Der Kommentar der Berliner Zeitung allerdings weist die Richtung: „Gewöhnungsbedürftig ist es schon, wenn man plötzlich von Professorin redet und damit einen Mann meint. Was aber nicht von vornherein gegen eine solche Entscheidung spricht. Neues ist ja am Anfang immer ungewohnt.“

So ist es! Heute ungewohnt und „komisch“, morgen die Normalität, übermorgen nicht wegzudenken. In seinem gerade erschienenen Buch „Frau ohne Welt“ hat sich Bernhard Lassahn eingehend mit dem feministischen Sprachkontrollfuror beschäftigt: „Die Unmöglichkeit, in sich schlüssige, neue Regeln einzuführen, verstärkt die Machtposition der Frau. Nun darf sie willkürlich entscheiden. Die offensichtliche Undurchführbarkeit der Vorschrift ist für sie kein Gegenargument.“

Und darum geht es: um Machtstrukturen und Bekenntniszwänge. Wer übermorgen noch von „Professoren“ spricht und damit männliche wie weibliche Personen anzusprechen vorgibt, den wird man ewiggestrig und unbelehrbar nennen.
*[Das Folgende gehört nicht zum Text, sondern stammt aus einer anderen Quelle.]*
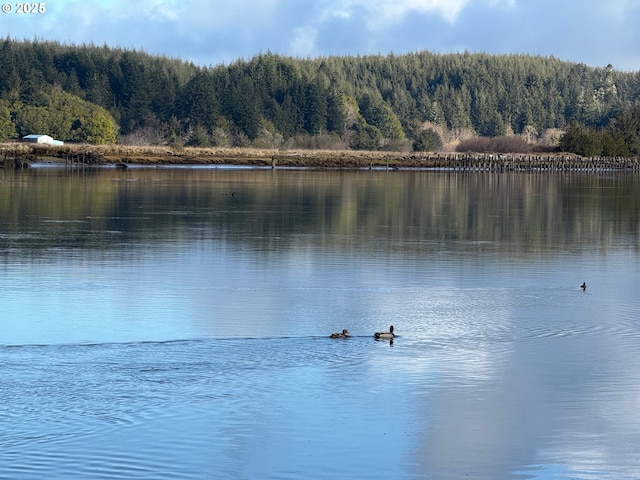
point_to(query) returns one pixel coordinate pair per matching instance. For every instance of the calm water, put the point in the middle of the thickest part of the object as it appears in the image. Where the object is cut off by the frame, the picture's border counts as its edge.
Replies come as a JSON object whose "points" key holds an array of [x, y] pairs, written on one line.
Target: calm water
{"points": [[173, 324]]}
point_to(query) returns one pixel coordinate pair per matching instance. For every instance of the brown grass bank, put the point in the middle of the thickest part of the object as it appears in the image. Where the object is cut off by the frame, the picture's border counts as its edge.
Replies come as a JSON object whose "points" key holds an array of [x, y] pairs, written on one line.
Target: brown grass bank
{"points": [[25, 154]]}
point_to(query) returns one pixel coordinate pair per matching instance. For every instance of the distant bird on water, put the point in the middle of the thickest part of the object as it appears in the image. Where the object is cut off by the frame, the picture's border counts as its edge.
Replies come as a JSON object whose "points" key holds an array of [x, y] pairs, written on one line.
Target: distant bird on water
{"points": [[343, 334], [386, 335]]}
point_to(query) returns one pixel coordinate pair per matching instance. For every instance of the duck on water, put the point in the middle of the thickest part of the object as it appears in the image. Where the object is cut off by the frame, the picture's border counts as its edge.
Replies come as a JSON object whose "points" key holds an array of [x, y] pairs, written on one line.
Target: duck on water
{"points": [[343, 334]]}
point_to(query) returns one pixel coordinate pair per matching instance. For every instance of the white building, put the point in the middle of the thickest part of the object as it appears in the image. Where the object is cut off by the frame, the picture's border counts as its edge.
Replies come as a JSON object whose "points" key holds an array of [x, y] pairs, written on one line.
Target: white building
{"points": [[43, 139]]}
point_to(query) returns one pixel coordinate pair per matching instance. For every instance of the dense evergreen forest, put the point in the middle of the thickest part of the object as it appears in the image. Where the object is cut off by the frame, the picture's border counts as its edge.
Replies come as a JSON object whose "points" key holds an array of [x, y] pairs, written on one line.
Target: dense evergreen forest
{"points": [[396, 102]]}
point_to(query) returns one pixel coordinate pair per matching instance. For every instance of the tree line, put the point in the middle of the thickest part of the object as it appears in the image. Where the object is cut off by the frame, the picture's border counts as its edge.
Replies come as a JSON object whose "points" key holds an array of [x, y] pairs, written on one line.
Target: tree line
{"points": [[412, 101]]}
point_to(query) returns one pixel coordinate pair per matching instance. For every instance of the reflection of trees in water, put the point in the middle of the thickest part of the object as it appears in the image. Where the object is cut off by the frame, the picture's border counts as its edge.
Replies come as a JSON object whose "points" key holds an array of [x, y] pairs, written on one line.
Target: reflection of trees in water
{"points": [[512, 212]]}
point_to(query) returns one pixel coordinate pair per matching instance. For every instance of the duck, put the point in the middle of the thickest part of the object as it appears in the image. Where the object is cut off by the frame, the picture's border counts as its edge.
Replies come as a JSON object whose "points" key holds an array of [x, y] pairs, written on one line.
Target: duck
{"points": [[343, 334], [387, 335]]}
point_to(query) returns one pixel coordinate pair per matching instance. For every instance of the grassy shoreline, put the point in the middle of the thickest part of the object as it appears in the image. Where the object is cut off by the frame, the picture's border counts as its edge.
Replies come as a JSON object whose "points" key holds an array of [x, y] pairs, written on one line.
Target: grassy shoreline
{"points": [[21, 154]]}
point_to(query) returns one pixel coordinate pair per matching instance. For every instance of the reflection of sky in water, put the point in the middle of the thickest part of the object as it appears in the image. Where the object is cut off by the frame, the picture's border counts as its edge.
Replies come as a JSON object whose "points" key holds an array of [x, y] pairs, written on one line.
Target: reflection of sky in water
{"points": [[502, 367]]}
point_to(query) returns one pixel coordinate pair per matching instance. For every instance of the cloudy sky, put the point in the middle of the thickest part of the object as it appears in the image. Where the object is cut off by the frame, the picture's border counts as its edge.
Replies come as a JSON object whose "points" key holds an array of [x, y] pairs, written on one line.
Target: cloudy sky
{"points": [[210, 32]]}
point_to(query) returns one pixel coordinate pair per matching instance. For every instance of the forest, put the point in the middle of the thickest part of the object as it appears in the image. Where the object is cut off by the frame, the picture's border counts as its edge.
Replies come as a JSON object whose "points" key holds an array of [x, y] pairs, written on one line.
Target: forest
{"points": [[416, 101]]}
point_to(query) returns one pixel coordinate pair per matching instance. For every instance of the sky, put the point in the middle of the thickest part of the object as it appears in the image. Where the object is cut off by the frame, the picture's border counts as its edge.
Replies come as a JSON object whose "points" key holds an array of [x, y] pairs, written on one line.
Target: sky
{"points": [[213, 32]]}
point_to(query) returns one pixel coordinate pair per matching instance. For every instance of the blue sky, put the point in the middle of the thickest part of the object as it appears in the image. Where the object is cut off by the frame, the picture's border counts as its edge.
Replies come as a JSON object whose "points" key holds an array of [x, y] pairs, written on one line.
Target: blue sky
{"points": [[210, 32]]}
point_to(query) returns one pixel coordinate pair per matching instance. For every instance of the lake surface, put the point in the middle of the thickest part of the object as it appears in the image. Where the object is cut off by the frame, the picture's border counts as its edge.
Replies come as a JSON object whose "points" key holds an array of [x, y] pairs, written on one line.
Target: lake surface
{"points": [[173, 323]]}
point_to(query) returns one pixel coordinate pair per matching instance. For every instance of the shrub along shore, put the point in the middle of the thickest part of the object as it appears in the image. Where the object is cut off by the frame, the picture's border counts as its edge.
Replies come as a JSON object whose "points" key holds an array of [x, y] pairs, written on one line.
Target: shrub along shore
{"points": [[24, 155]]}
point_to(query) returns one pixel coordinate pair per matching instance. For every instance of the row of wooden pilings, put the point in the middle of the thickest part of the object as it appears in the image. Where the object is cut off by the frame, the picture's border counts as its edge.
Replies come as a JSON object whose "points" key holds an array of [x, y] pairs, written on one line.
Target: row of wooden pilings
{"points": [[524, 163]]}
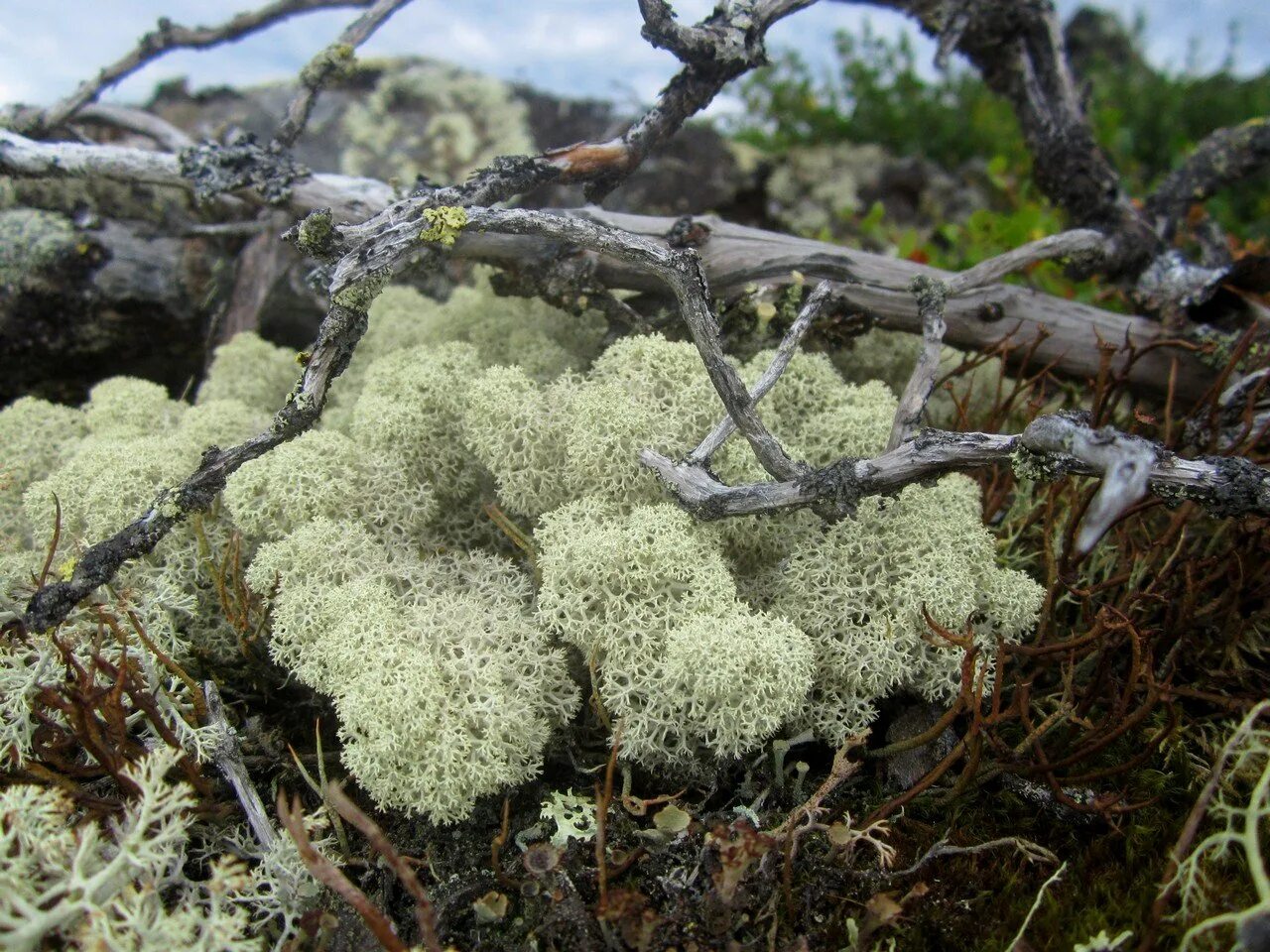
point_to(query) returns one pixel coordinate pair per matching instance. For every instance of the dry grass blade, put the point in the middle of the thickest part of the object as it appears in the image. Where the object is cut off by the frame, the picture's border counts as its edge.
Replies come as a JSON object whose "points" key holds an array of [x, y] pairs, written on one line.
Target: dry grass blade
{"points": [[327, 874]]}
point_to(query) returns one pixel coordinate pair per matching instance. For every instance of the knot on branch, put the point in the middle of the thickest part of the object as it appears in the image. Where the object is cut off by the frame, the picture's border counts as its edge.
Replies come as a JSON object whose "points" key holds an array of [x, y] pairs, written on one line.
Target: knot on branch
{"points": [[688, 232], [837, 488], [240, 162], [931, 294]]}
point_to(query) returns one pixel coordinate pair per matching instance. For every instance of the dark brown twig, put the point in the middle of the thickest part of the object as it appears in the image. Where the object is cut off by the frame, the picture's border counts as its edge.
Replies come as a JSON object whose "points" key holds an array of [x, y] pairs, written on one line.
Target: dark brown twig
{"points": [[329, 875], [423, 911]]}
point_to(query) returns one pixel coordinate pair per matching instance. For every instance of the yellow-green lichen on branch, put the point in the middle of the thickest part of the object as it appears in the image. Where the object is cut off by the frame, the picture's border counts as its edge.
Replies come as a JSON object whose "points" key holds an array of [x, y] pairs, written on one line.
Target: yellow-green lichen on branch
{"points": [[335, 61], [444, 225]]}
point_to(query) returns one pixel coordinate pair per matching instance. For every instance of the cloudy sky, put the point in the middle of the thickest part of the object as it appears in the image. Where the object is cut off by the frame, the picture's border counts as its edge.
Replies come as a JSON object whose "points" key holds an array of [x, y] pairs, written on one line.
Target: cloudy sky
{"points": [[572, 48]]}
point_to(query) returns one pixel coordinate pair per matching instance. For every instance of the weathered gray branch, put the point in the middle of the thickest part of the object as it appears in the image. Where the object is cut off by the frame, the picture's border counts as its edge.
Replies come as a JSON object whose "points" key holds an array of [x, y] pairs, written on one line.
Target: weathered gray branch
{"points": [[365, 257], [1017, 48], [137, 121], [931, 296], [1060, 333], [171, 36], [812, 308], [1223, 158]]}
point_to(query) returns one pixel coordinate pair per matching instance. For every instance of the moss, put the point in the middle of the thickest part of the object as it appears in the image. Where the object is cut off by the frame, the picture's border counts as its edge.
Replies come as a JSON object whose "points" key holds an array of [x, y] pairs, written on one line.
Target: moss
{"points": [[358, 295], [32, 246], [335, 61], [316, 232]]}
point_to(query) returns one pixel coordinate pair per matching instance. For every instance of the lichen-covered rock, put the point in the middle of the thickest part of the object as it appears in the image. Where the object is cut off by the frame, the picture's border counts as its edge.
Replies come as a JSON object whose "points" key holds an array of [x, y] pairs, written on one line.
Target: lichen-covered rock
{"points": [[818, 190], [432, 119]]}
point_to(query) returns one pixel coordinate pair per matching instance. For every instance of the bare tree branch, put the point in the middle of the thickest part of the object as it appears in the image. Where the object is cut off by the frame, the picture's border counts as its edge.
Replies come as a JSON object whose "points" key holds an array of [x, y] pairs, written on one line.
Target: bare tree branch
{"points": [[1223, 158], [367, 254], [1223, 485], [725, 45], [931, 296], [329, 63], [1066, 244], [172, 36], [137, 121], [812, 308], [1017, 48]]}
Sprachpolizistinnen, probt den Aufstand!

Es gibt, nebenbei, keine weibliche Analogie zum Begriff des „lila Pudels“. Als „lila Pudel“ gilt unter Feminismuskritikern ein Mann, der feministische Anliegen hochengagiert zu seiner Sache macht. Als Frau wiederum ginge man instinktiv ja gern solidarisch mit Anliegen „der Frauen“. Dies aber ist seit etwa vierzig Jahren, seit der sogenannten zweiten Frauenbewegung, und spätestens durch den heute rotierenden „Third Wave Feminism“ unmöglich geworden. Ein Grund, zornig zu sein!

Apropos Zorn, ha! Das wäre die nächste Stufe: Warum eigentlich der Zorn, der Wille, der Sieg und demgegenüber die Bescheidenheit, die Anmut und die Schönheit? Werden hiermit nicht auch Geschlechterstereotypen verstärkt? Sprachpolizistinnen, probt die Aufstand!